While the women debated the merits of a broken system, five blocks away, the lights were still on at Wells International.

The office was a ghost town of empty cubicles and glowing monitors. Tom sat at his desk, the blue light of his screen reflecting in his tired eyes. He was alone in a sea of silence, the only sound the rhythmic click-clack of his mechanical pencil as he checked a row of figures against a physical ledger.

He checked his watch: 9:45 PM.

His eyes blurred for a second. The "Miscellaneous" tranches Marcus Vane had mentioned were indeed bloated. He found a series of transfers—small, unremarkable amounts—moving from a logistics subsidiary to a blind trust. On paper, it looked like a standard tax hedge. But something about the frequency felt off.

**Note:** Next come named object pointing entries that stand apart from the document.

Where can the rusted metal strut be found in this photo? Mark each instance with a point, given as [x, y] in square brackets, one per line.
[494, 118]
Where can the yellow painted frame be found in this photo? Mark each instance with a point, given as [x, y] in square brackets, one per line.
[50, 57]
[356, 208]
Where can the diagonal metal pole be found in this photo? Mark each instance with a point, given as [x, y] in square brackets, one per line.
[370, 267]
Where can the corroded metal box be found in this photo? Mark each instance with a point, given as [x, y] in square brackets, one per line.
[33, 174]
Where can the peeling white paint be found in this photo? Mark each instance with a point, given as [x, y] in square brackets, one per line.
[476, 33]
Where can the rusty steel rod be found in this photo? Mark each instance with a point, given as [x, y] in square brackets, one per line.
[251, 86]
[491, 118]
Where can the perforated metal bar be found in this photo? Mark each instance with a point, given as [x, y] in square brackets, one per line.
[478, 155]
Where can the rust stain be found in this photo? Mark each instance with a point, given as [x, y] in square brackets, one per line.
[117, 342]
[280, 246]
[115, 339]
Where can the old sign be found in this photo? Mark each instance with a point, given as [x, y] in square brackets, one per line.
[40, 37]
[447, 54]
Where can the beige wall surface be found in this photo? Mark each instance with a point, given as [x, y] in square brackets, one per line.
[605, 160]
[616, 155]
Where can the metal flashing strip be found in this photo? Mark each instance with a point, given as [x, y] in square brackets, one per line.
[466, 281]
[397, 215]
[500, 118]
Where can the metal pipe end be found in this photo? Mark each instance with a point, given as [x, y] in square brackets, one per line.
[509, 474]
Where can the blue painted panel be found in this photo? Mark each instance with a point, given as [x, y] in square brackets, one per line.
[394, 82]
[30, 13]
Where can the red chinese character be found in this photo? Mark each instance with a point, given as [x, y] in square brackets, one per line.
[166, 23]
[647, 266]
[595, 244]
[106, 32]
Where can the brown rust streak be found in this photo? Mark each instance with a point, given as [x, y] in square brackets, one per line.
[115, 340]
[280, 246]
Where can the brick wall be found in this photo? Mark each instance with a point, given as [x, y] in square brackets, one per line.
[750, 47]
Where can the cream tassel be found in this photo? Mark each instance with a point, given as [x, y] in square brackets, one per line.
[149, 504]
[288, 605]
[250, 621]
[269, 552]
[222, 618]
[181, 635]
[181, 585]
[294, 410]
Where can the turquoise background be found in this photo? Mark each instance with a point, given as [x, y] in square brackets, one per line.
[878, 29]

He rubbed his eyes, closed the folder, and leaned back. He was too tired to be a detective. He just wanted to go home, see Anne, and sleep without dreaming of numbers.

As the elevator doors began to hiss shut, Tom's eyes drifted to the crumpled front page of The State Sentinel lying facedown on the carpet. A heavy boot print had partially obscured the masthead, but the lead image was unmistakable.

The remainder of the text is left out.